Discussion in 'General Electronics Chat' started by axeman22, Jul 25, 2009.

  1. axeman22

    Thread Starter Active Member

    Jun 8, 2009
    53
    0
    I'm a little perplexed...I've just been playing with some 555 timer circuits, pretty neat and pretty simple. I then tried making a cct for. 7 minute monostable timer..for a bathroom heater - one push eq 7 mins run time then off till next push of momentary switch.

    So I started making the RC combos for this.. it makes sense to use a large cap, say 470uF etc so as to keep resistance down. But there in lies the problem, to go for a electrolytic to get the larger values you get like 20% tolerance which changes the time quite a bit. If I go for a tantalum which might be 10uF means a huge resistance value, even with a 1% tolerance R that can also lead to a very un precise timer.

    So what is one to do? How can you make a 555 timer for longer timing periods - ie 10-30 minutes and overcome these issues.

    So putting it in contrast I then look at the economies of scale.. I can buy a PICAXE chip for about $9 which requires bugger all supporting components and is quite accurate and infinately more flexible... Why would one not scrap the 555 idea and just go for a PICAXE circuit(assuming one can program picaxe, as I can)..

    Appreciate all ideas on all points!

    Thanks..
     
  2. Ironic

    Member

    Dec 23, 2008
    10
    0
    The problem with using 555 for large timings is that the required electrolytic capacitors will have to much of a leakage current (Equivalent to having a resistor in paralell with an ideal capacitor).
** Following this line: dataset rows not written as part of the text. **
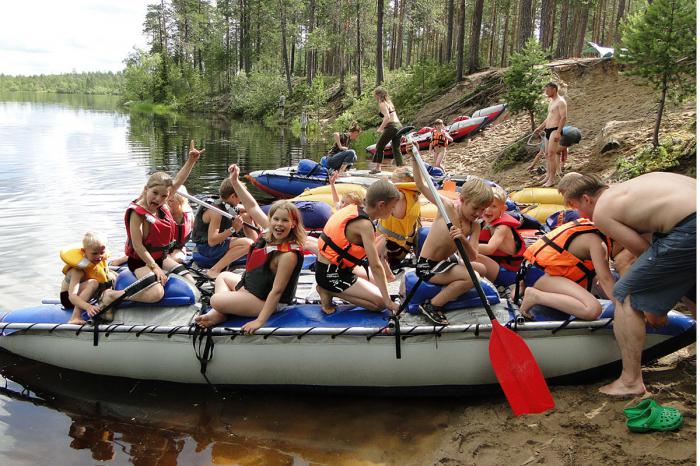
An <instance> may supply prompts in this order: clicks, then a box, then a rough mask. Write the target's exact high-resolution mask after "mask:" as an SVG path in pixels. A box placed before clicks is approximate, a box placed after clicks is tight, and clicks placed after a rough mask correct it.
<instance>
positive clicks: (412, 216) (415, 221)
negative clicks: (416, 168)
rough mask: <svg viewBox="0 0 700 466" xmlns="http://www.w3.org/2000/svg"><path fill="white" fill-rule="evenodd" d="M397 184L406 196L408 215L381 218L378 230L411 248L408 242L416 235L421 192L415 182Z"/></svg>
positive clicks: (390, 240) (389, 240)
mask: <svg viewBox="0 0 700 466" xmlns="http://www.w3.org/2000/svg"><path fill="white" fill-rule="evenodd" d="M395 185H396V187H397V188H398V189H399V191H401V192H402V193H403V195H404V196H405V197H406V215H404V217H403V218H396V217H394V216H393V215H391V216H390V217H389V218H387V219H382V220H380V221H379V226H378V227H377V231H379V233H381V234H382V235H384V236H386V238H387V240H389V241H391V242H393V243H396V244H398V245H399V246H401V247H403V248H404V249H409V247H408V246H407V243H408V242H409V239H410V238H411V237H412V236H414V234H415V232H416V227H417V225H418V222H419V219H420V203H419V202H418V196H420V193H419V192H418V188H416V184H415V183H395Z"/></svg>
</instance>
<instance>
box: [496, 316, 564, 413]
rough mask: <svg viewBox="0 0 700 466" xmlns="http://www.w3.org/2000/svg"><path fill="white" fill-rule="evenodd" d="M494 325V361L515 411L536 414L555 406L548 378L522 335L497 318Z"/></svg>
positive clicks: (508, 398) (503, 389)
mask: <svg viewBox="0 0 700 466" xmlns="http://www.w3.org/2000/svg"><path fill="white" fill-rule="evenodd" d="M491 326H492V330H491V340H490V341H489V356H490V357H491V364H492V366H493V371H494V372H495V373H496V377H497V378H498V382H499V383H500V384H501V388H502V389H503V392H504V393H505V394H506V398H507V399H508V403H510V407H511V409H512V410H513V413H514V414H515V415H516V416H520V415H521V414H537V413H542V412H544V411H547V410H550V409H552V408H554V399H553V398H552V394H551V393H550V392H549V387H547V382H546V381H545V380H544V376H543V375H542V371H541V370H540V367H539V366H538V365H537V361H535V358H534V356H533V355H532V352H531V351H530V348H529V347H528V346H527V344H526V343H525V341H524V340H523V339H522V337H521V336H520V335H518V334H516V333H515V332H513V331H511V330H509V329H507V328H505V327H503V326H502V325H501V324H500V323H498V321H496V320H492V321H491Z"/></svg>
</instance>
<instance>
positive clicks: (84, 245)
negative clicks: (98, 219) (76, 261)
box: [83, 231, 107, 249]
mask: <svg viewBox="0 0 700 466" xmlns="http://www.w3.org/2000/svg"><path fill="white" fill-rule="evenodd" d="M100 246H107V239H106V238H105V237H104V236H102V234H100V233H96V232H94V231H88V232H87V233H85V236H83V248H84V249H88V248H99V247H100Z"/></svg>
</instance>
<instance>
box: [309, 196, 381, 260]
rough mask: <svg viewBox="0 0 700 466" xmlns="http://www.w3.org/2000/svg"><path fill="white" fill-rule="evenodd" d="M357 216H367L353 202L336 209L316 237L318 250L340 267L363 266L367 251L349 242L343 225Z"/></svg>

Because of that, errors will be large, and after a certain value of desired timing, the equivalent resistor will be the same value as the resistance you used, and the capacitor wont charge to the required 2/3 for triggering.

    An alternative i can suggest to the pic, is in case you just need a longer timing, use a 555 with a much lower timing (maybe 1min or less) as a clock input for a binary counter. The counter will work as frequency divider. As an example if you use a 1 min timer, and an 8 bits counter, you will get 128mins of timing.

    If you need the signal to only remain on for a few seconds, use a resistance between the output of the counter and the reset pin, and a capacitor between this input and ground. This will cause the counter to reset after reaching the timing. Calculate appropriate time constant.
     
  3. SgtWookie

    Expert

    Jul 17, 2007
    22,182
    1,728
    Several of the PIC10F and PIC12F series can be purchased for under $0.50/each even in small quantities. Many of those have built-in oscillators, so if you can tolerate a 1% variation in clock speed you don't need much in the way of support circuitry besides a voltage regulator & bypass capacitor.

    555 timers still have plenty of uses, and are still being produced by the millions by numerous manufacturers.

    Long duration times aren't one of their strong suits.
     
  4. pilko

    Active Member

    Dec 8, 2008
    213
    20
    The Picaxe 08M is only $3, and it can be programmed for many timer types. It does need one external component though -- a 10K pulldown.